Use This as an Opportunity for Alternative Education
You may want to use this time to teach your little one skills they may not get as much time to practice at school and in the classroom. You may want to teach them how to complete age appropriate tasks around the house, such as supervised cooking or cleaning tasks. You might want to teach them about taxes, finances and money management if they are old enough. You may want to let them choose something that interests them and delve into the topic with them.

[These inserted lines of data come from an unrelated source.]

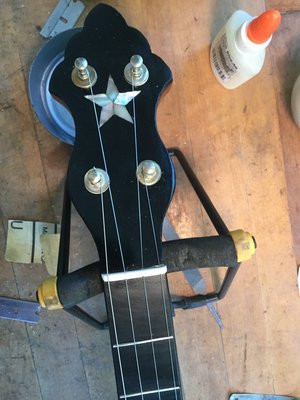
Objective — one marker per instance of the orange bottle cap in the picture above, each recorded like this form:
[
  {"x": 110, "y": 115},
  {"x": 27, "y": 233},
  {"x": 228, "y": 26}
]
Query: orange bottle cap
[{"x": 261, "y": 28}]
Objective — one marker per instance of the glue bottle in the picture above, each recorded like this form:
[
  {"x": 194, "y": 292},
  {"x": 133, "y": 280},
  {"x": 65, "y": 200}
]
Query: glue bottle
[{"x": 238, "y": 51}]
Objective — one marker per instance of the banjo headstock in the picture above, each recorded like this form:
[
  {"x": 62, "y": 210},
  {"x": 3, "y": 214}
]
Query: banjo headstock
[{"x": 120, "y": 176}]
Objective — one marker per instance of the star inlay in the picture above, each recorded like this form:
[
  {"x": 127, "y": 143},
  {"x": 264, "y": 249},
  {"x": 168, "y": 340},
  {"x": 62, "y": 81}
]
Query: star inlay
[{"x": 113, "y": 102}]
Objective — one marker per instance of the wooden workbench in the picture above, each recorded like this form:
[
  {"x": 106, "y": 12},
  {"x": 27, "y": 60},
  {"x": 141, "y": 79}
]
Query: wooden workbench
[{"x": 245, "y": 149}]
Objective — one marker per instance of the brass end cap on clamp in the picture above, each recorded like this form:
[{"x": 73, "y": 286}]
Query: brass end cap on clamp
[
  {"x": 47, "y": 294},
  {"x": 244, "y": 243}
]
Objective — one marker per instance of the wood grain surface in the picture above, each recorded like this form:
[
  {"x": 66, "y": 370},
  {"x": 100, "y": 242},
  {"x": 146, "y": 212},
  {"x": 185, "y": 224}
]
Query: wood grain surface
[{"x": 244, "y": 148}]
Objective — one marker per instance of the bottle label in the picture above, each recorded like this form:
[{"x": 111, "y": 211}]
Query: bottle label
[{"x": 222, "y": 59}]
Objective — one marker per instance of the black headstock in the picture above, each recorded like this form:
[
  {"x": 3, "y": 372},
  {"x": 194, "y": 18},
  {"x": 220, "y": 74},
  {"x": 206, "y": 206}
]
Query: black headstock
[{"x": 127, "y": 133}]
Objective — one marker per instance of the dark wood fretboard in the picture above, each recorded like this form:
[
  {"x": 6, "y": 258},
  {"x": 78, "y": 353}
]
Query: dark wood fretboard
[{"x": 142, "y": 338}]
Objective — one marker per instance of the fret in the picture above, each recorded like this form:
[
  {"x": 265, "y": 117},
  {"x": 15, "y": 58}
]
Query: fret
[
  {"x": 143, "y": 342},
  {"x": 172, "y": 389},
  {"x": 134, "y": 274}
]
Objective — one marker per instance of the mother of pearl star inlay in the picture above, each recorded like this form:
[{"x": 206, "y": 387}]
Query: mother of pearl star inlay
[{"x": 113, "y": 102}]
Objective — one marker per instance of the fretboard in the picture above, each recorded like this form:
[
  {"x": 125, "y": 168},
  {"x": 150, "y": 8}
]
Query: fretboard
[{"x": 142, "y": 338}]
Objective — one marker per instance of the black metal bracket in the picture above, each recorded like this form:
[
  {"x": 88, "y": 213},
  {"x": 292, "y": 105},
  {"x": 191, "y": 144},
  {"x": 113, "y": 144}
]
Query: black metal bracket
[
  {"x": 223, "y": 231},
  {"x": 178, "y": 255}
]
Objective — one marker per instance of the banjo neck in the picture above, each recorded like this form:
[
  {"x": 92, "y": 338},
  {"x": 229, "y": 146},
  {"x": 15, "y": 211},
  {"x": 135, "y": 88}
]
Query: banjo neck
[{"x": 142, "y": 335}]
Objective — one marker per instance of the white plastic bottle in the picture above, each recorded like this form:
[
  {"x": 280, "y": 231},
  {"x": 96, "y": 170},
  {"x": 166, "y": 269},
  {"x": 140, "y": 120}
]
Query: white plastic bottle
[
  {"x": 295, "y": 101},
  {"x": 238, "y": 51}
]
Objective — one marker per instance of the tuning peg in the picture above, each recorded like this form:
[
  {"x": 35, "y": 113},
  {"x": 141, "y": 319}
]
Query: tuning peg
[
  {"x": 96, "y": 180},
  {"x": 136, "y": 73},
  {"x": 148, "y": 172},
  {"x": 83, "y": 75}
]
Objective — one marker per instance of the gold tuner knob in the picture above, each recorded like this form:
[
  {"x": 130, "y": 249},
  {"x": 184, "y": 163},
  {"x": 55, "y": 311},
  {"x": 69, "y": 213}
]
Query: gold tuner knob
[
  {"x": 136, "y": 73},
  {"x": 83, "y": 75}
]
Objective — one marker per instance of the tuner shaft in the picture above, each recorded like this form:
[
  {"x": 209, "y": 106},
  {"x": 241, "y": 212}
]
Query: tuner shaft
[
  {"x": 83, "y": 75},
  {"x": 136, "y": 73}
]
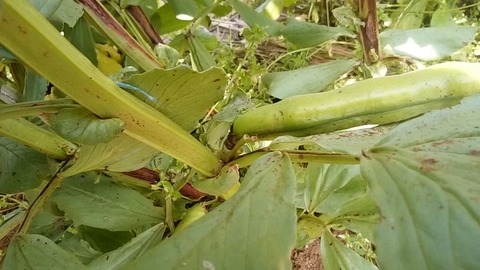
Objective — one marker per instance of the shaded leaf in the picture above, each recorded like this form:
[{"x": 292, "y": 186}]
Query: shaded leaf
[
  {"x": 31, "y": 251},
  {"x": 137, "y": 246},
  {"x": 303, "y": 34},
  {"x": 78, "y": 247},
  {"x": 236, "y": 235},
  {"x": 21, "y": 168},
  {"x": 220, "y": 184},
  {"x": 105, "y": 204},
  {"x": 424, "y": 178},
  {"x": 82, "y": 126},
  {"x": 336, "y": 255},
  {"x": 251, "y": 17},
  {"x": 306, "y": 80},
  {"x": 183, "y": 95},
  {"x": 427, "y": 44}
]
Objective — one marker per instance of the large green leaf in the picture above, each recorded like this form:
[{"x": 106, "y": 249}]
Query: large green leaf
[
  {"x": 182, "y": 94},
  {"x": 136, "y": 247},
  {"x": 105, "y": 204},
  {"x": 336, "y": 255},
  {"x": 424, "y": 177},
  {"x": 122, "y": 154},
  {"x": 21, "y": 168},
  {"x": 427, "y": 44},
  {"x": 32, "y": 251},
  {"x": 306, "y": 80},
  {"x": 255, "y": 229},
  {"x": 303, "y": 34}
]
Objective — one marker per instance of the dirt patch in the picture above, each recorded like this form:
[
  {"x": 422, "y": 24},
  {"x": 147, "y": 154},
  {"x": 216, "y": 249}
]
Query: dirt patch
[{"x": 307, "y": 258}]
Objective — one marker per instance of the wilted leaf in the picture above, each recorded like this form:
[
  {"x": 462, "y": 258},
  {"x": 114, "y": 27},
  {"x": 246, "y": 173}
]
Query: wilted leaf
[
  {"x": 427, "y": 44},
  {"x": 424, "y": 178},
  {"x": 105, "y": 204},
  {"x": 183, "y": 95},
  {"x": 82, "y": 126},
  {"x": 306, "y": 80},
  {"x": 336, "y": 255},
  {"x": 236, "y": 235},
  {"x": 21, "y": 168},
  {"x": 136, "y": 247},
  {"x": 32, "y": 251},
  {"x": 303, "y": 34}
]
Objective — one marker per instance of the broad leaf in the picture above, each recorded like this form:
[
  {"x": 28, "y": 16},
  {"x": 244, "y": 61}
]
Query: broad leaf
[
  {"x": 21, "y": 168},
  {"x": 303, "y": 34},
  {"x": 306, "y": 80},
  {"x": 105, "y": 204},
  {"x": 136, "y": 247},
  {"x": 336, "y": 255},
  {"x": 121, "y": 154},
  {"x": 82, "y": 126},
  {"x": 78, "y": 247},
  {"x": 251, "y": 17},
  {"x": 219, "y": 184},
  {"x": 182, "y": 94},
  {"x": 31, "y": 251},
  {"x": 427, "y": 44},
  {"x": 424, "y": 178},
  {"x": 237, "y": 234}
]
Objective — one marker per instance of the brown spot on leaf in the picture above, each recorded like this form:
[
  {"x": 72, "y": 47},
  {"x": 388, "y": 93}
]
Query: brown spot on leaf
[{"x": 428, "y": 165}]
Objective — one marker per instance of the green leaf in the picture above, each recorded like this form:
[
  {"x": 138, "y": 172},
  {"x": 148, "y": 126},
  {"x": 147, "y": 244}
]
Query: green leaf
[
  {"x": 336, "y": 255},
  {"x": 105, "y": 204},
  {"x": 81, "y": 37},
  {"x": 78, "y": 247},
  {"x": 59, "y": 12},
  {"x": 306, "y": 80},
  {"x": 104, "y": 240},
  {"x": 323, "y": 179},
  {"x": 128, "y": 252},
  {"x": 183, "y": 95},
  {"x": 31, "y": 251},
  {"x": 220, "y": 184},
  {"x": 35, "y": 86},
  {"x": 165, "y": 20},
  {"x": 304, "y": 35},
  {"x": 21, "y": 168},
  {"x": 82, "y": 126},
  {"x": 251, "y": 17},
  {"x": 122, "y": 154},
  {"x": 427, "y": 44},
  {"x": 424, "y": 178},
  {"x": 236, "y": 235}
]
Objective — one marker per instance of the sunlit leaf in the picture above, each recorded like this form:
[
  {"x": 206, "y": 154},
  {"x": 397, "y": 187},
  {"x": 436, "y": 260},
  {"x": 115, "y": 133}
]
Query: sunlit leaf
[
  {"x": 236, "y": 235},
  {"x": 21, "y": 168},
  {"x": 183, "y": 95},
  {"x": 306, "y": 80},
  {"x": 82, "y": 126},
  {"x": 303, "y": 34},
  {"x": 105, "y": 204},
  {"x": 336, "y": 255},
  {"x": 251, "y": 17},
  {"x": 121, "y": 154},
  {"x": 424, "y": 178},
  {"x": 32, "y": 251},
  {"x": 427, "y": 44},
  {"x": 136, "y": 247}
]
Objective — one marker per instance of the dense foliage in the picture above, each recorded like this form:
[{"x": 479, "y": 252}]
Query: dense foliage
[{"x": 211, "y": 134}]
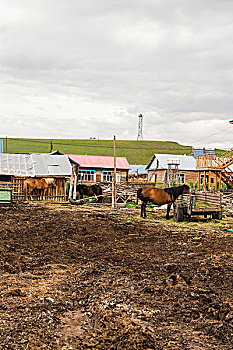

Encouraging Them to Pick Up Hobbies
Remember that your kids are likely to be pretty bored right now – especially if they’re off school. Like everyone else, they’re going to be pretty limited in what they can do compared to usual. They can’t spend time playing with their friends. They can’t attend their usual clubs and groups. They may be likely to start playing up and misbehaving as a result of sheer boredom right now. But this doesn’t have to be the case. There are plenty of hobbies that they can try out from home and that could keep them occupied and happy for hours on end. The type of hobby to suggest will depend on your child and their interests. It may take a few tries to find something that they really like, but it will be more than worth the time and financial investment once you find something that they love. Some ideas could include:
- Baking (supervised by an adult)
- Gardening (supervised by an adult)
- Arts and crafts
- Home based sports and exercise
Helping Them to Keep In Touch
If you’re missing anyone in your life who you aren’t able to see right now, remember that your little ones may feel the same about their friends and family members too! When you’re an adult, it’s a little easier to keep in touch with people. You have your own social media accounts. You have your own phone. You can send your own messages and make your own calls. But kids can’t necessarily do all of these things. So, it’s important that you take it upon yourself to help them keep in touch with people they want to. Supervise calls or video chats to their friends, so they can chat and catch up. Make sure they can talk with family members over the phone or video chat too. A weBoost verizon cell phone signal booster can help to ensure that your connection remains strong. This will all help to prevent them from feeling lonely or isolated.
Establish Boundaries While You Work
If your children are not in school and you are working from home, you’re going to have to find a way to strike a balance between caring for them and getting your work done. Of course, if your children are too young to occupy themselves, you will have to talk to your employer to find a flexible way of working that will allow you to care for your little ones and work while they are sleeping. But if your children are older and able to occupy themselves while you work, you will need to set boundaries to ensure that they are cared for properly while you still manage to get through your own tasks. It’s a good idea to provide them with a number of things to do throughout the day. While they are occupied with that, you can work nearby. Request that they keep noise low and that they only interrupt you if they need something. They shouldn’t be interrupting for casual chat and games.
As you can see, there are a number of different things you’re going to need to focus on to make this pandemic as easy as possible to get through for your children. This may feel like a big responsibility, but it’s something that many of us are having to deal with right now and, hopefully, some of the above advice will come in useful for you and your family!